In the late 1960s I encountered Pynchon's first novel, V. Duly enchanted, I swore that eventually I would decipher every one of his enigmas. That Pynchon himself was one of them, that he never gave interviews or permitted his photograph to be published, only made him more irresistible. To this day his only public "appearances" have been two guest spots on The Simpsons. Both times he was wearing a bag over his head.
Nearly four decades and many rereadings later, I know better than to suppose that anyone fully penetrates Pynchon's intentions, not in V., not in his short masterpiece The Crying of Lot 49 and certainly not in his mammoth new book, Against the Day (Penguin Press; 1,085 pages). Of course this makes me not just a Pynchon reader but practically a Pynchon character, another of his comically put-upon quest figures who journey into mysteries that engulf them. Even that is part of Pynchon's grand scheme, which is to make the experience of reading his work a demonstration of his most forceful intuition, or one of them: that history is a monstrously deceptive puzzle and the world is a shower of clues, most of them false.

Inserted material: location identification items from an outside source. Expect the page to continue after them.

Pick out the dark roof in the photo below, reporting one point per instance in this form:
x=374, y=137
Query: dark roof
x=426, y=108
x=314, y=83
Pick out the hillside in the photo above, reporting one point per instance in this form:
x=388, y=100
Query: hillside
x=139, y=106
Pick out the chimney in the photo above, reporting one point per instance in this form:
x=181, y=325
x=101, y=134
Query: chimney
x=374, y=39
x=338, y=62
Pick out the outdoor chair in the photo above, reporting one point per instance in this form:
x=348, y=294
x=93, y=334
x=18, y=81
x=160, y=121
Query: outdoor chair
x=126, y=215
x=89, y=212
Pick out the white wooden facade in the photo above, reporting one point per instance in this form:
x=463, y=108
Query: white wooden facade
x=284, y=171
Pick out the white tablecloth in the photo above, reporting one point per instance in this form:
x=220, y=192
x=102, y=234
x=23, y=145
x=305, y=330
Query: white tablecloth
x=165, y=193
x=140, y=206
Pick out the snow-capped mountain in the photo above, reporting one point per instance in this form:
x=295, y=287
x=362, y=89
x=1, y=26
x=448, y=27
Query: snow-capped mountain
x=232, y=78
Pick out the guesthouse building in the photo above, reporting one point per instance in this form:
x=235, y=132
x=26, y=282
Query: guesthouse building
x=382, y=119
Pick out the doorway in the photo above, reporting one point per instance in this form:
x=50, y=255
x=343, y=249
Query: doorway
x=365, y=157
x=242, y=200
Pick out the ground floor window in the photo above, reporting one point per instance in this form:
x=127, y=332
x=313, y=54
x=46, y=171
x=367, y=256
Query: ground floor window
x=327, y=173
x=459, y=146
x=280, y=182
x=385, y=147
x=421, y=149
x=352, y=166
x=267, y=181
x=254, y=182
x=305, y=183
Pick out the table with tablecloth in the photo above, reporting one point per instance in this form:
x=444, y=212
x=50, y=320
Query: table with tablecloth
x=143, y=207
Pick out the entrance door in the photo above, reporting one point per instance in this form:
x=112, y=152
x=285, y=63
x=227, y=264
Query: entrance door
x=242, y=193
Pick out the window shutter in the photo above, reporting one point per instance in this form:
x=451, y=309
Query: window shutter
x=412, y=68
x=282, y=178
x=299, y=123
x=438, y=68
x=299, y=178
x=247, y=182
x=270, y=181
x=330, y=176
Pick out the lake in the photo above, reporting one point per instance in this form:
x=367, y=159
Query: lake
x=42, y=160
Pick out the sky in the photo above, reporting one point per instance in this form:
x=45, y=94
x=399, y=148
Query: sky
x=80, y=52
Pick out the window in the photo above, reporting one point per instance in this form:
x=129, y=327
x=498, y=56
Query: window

At 3 lbs. 6 oz., Against the Day weighs just 3 oz. less than my toaster. But my toaster doesn't offer the tantalizing music of Pynchon's voice, with its shifts from comic shtick to heartbroken threnody, its mordant Faulkneresque interludes, its gusts of lyric melancholy blown in by way of F. Scott Fitzgerald, its ecstatic perorations from Jack Kerouac. And my toaster will never lay before me a vision of a world in which technology is stripping away all the ancient, vital magic while shepherding mankind to the brink of destruction. On the other hand, my toaster makes toast, and nothing quite so graspable ever pops out of this predictably bewitching, predictably bewildering book.